Covering the five weeks 27 August – 30 September 2017

  • Footfall fell in Wales by 1.9 per cent against a positive August (0.3 per cent).
  • This was below the three month rolling average of -0.9 per cent but the 12 month rolling average has fallen 0. 6 percentage points from 1.2 per cent to 0.6 per cent.
  • Footfall fell on the High street to -2.7 per cent. Wales showed positive growth only in Retail Parks of 0.8 per cent, a significant change to the growth seen in August of 1.6 per cent, but identical to last year’s growth rate.

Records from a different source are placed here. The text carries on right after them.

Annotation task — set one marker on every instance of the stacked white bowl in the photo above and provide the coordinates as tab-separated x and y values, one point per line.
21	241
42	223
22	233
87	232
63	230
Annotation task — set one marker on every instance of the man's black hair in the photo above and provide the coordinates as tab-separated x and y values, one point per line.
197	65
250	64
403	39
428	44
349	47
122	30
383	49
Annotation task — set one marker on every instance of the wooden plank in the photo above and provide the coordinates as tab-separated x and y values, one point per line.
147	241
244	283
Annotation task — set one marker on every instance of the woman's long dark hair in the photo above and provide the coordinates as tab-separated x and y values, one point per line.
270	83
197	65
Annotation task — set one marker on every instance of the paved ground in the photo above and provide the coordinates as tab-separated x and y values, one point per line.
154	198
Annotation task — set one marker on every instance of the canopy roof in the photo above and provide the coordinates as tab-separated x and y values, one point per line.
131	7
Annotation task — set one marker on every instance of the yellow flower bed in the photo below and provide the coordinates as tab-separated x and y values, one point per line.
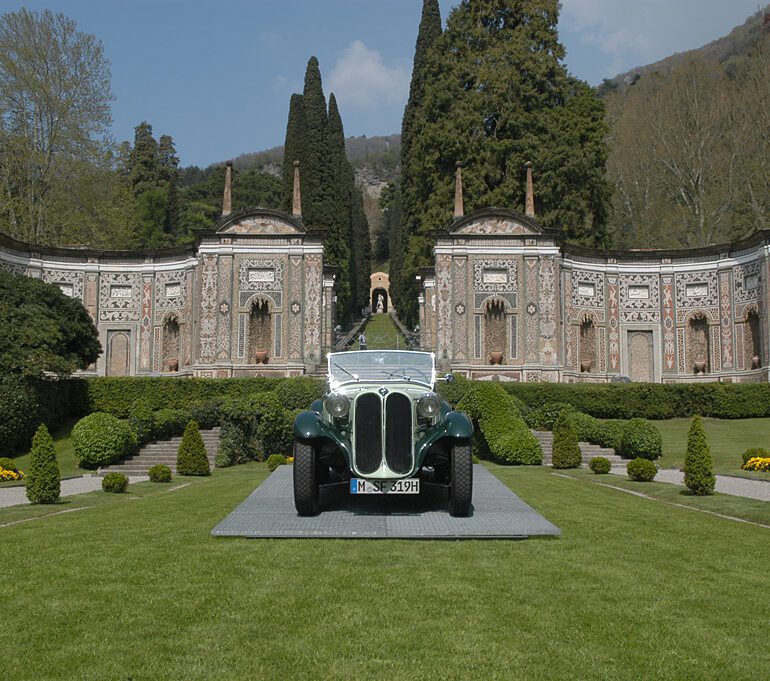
757	463
6	475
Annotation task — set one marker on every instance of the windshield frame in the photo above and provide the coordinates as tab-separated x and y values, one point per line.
346	374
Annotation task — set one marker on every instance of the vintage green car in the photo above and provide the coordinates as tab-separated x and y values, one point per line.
380	429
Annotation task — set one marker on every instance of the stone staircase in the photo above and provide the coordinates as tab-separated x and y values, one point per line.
163	451
588	450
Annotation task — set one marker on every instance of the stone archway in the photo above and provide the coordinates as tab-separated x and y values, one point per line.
379	290
495	331
260	334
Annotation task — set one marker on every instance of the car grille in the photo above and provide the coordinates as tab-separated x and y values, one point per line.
398	433
369	449
368	432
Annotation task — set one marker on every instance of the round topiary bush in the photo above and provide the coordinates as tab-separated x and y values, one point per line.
600	465
566	450
115	483
43	482
159	473
641	470
191	458
275	460
698	466
101	439
641	439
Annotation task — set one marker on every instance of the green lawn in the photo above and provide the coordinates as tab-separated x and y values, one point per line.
382	334
134	586
728	439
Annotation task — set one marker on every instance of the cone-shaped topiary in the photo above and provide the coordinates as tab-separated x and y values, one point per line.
43	483
192	459
566	450
698	465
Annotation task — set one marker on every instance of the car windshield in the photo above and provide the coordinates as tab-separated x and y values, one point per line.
380	366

Sara Jones, Head of Policy & External Affairs | Welsh Retail Consortium

"September saw an unwelcome fall in visitor numbers to Welsh shopping destinations, with high streets suffering the largest drop of 2.7 per cent. The overall figure puts Wales behind the UK average and will be of concern as we enter the festive shopping period.

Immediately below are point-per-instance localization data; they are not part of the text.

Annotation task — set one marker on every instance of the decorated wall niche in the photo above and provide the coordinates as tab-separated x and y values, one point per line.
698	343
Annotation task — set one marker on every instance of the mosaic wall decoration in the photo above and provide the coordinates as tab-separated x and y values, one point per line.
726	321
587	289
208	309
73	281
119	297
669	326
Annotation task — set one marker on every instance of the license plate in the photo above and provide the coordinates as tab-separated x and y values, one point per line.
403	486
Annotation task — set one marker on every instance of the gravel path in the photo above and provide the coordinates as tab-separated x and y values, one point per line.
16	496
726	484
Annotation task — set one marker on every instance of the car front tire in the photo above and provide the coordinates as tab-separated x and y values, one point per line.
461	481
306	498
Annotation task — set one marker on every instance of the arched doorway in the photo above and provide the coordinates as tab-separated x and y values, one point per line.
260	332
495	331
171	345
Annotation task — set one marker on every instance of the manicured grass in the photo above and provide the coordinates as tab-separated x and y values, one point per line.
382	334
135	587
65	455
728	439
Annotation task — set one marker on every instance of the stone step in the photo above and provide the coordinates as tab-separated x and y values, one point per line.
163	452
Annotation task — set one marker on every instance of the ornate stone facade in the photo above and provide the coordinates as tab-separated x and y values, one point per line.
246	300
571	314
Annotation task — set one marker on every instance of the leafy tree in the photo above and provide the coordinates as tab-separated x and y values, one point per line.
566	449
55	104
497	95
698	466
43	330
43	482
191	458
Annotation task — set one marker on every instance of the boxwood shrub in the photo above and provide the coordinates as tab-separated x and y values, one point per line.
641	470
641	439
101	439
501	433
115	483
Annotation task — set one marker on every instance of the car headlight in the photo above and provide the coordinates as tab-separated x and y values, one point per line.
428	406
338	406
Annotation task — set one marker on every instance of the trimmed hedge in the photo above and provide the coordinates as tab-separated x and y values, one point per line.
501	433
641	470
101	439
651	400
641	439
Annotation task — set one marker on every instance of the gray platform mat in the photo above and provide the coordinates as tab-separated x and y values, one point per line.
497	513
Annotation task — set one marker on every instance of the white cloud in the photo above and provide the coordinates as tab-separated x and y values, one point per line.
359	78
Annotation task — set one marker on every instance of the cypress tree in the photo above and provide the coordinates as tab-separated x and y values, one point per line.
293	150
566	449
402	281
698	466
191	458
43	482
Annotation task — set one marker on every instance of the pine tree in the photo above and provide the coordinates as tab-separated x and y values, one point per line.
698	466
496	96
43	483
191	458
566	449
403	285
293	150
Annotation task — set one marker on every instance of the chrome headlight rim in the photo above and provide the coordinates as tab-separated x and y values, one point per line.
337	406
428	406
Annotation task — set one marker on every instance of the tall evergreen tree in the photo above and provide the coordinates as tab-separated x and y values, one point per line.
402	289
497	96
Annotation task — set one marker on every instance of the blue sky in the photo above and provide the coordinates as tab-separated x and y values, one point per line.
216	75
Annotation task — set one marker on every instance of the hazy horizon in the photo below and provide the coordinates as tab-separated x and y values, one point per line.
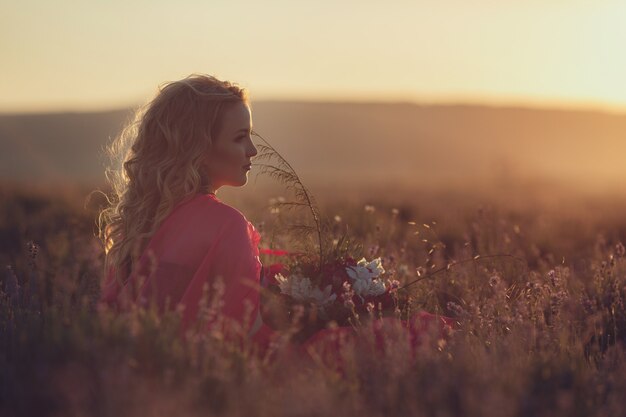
71	56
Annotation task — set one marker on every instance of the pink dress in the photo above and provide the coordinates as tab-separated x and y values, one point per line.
201	241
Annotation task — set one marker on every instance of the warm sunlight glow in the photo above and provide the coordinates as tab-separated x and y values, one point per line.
82	57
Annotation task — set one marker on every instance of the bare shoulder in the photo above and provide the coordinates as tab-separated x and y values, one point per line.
207	210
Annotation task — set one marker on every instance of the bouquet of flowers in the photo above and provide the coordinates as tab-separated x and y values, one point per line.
324	285
344	292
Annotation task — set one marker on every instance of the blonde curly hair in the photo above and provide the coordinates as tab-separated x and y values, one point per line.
158	162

"What Welsh retailers need now is a signal of confidence and stability at a time of when the cost of doing business is becoming a deterrent to investment.  We urge the Welsh Government to reflect on these issues when it tables its detailed budget plans later this month, giving the Welsh retail industry the boost it needs at a time of ongoing certainty and cost pressures.  Specifically, unless the Welsh Government takes action, next year’s rates bills could be significantly increased if the business rates multiplier rises in line with RPI as in previous years. Welsh Ministers should take a hard look at the pressure affecting high streets and take steps to minimise the impact on retailers and communities."

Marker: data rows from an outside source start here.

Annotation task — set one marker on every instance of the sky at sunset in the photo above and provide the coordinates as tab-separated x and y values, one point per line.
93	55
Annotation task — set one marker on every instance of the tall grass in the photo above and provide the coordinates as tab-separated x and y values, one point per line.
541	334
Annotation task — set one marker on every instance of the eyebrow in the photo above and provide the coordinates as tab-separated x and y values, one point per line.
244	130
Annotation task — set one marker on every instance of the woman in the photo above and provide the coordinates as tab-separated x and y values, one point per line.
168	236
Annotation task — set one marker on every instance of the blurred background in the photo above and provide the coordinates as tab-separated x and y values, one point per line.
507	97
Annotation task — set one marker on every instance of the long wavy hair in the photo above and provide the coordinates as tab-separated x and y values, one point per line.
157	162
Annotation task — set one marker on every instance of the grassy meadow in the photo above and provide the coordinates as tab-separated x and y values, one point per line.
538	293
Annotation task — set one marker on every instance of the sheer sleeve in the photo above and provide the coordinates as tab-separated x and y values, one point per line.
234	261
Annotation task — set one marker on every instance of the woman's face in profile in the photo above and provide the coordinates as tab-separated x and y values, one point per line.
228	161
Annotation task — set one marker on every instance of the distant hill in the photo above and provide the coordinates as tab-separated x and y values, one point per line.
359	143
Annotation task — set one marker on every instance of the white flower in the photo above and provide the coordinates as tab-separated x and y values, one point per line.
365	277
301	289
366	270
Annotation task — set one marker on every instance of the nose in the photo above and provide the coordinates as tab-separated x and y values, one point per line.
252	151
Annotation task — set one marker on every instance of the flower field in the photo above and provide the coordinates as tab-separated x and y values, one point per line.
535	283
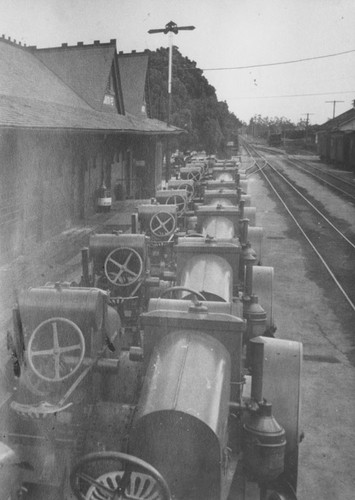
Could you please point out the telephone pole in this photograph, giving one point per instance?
(334, 102)
(307, 123)
(171, 28)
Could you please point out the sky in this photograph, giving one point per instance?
(228, 34)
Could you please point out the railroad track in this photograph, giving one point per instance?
(330, 179)
(334, 249)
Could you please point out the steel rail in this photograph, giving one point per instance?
(348, 299)
(323, 180)
(266, 162)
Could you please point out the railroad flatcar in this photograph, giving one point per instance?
(200, 405)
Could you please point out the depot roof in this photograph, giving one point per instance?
(66, 88)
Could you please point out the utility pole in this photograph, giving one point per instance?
(307, 123)
(334, 102)
(171, 28)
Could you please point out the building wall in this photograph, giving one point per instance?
(49, 180)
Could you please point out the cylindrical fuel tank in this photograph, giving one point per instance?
(233, 308)
(218, 227)
(222, 194)
(219, 202)
(224, 176)
(218, 211)
(83, 306)
(220, 184)
(180, 426)
(210, 275)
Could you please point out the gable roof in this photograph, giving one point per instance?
(133, 72)
(22, 75)
(85, 69)
(32, 96)
(339, 121)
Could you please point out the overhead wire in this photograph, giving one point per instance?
(279, 63)
(296, 95)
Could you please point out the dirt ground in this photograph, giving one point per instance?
(308, 309)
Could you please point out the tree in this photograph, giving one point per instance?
(195, 107)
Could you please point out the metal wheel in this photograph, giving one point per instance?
(175, 289)
(132, 478)
(194, 175)
(49, 343)
(179, 201)
(162, 224)
(189, 188)
(123, 266)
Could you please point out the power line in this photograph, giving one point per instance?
(280, 63)
(296, 95)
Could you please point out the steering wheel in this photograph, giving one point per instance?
(55, 337)
(123, 266)
(179, 201)
(134, 481)
(162, 224)
(173, 289)
(189, 188)
(194, 175)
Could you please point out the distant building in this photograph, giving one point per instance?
(336, 140)
(69, 121)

Diane Wehrle, Springboard Marketing and Insights Director

"The drop in Wales’s footfall in September of -1.9 per cent drove the three month rolling average down to -0.8 per cent from +0.4 per cent in August; the worst three month average this year.  Retail sales rose in September due to inflation, but the accelerating decline in footfall is a strong indicator of consumers railing back spending. Much is often made about the impact of weather, but with similar weather conditions to September 2016, this cannot be put forward as a driver.  Aggressive early season sales indicate retailers are spooked, and they will be on edge with the six week countdown now on to the start of the festive shopping season.

"And the decline in footfall doesn’t just mean reduced spending on retail goods; drops in footfall across all periods of the 24 hour day (-1.6 per cent from 9am to 5pm and -3.7 per cent post 5pm in Wales) demonstrate that leisure and hospitality spending is also being curtailed.  The fact that the drop in footfall during day time hours was half that post 5pm suggests some resilience, but this was derived from stronger performance in retail parks than in high streets and shopping centres, where day time footfall dropped by -2.6 per cent and -2.1 per cent respectively.

"Retail parks in Wales, continue to increase their appeal with a rise of +0.8 per cent; the eighth consecutive month of footfall increase. The appeal of their accessibility and free parking, alongside an increasingly attractive proposition, comes to the fore when household budgets are squeezed through inflationary pressures and minimal wage rise."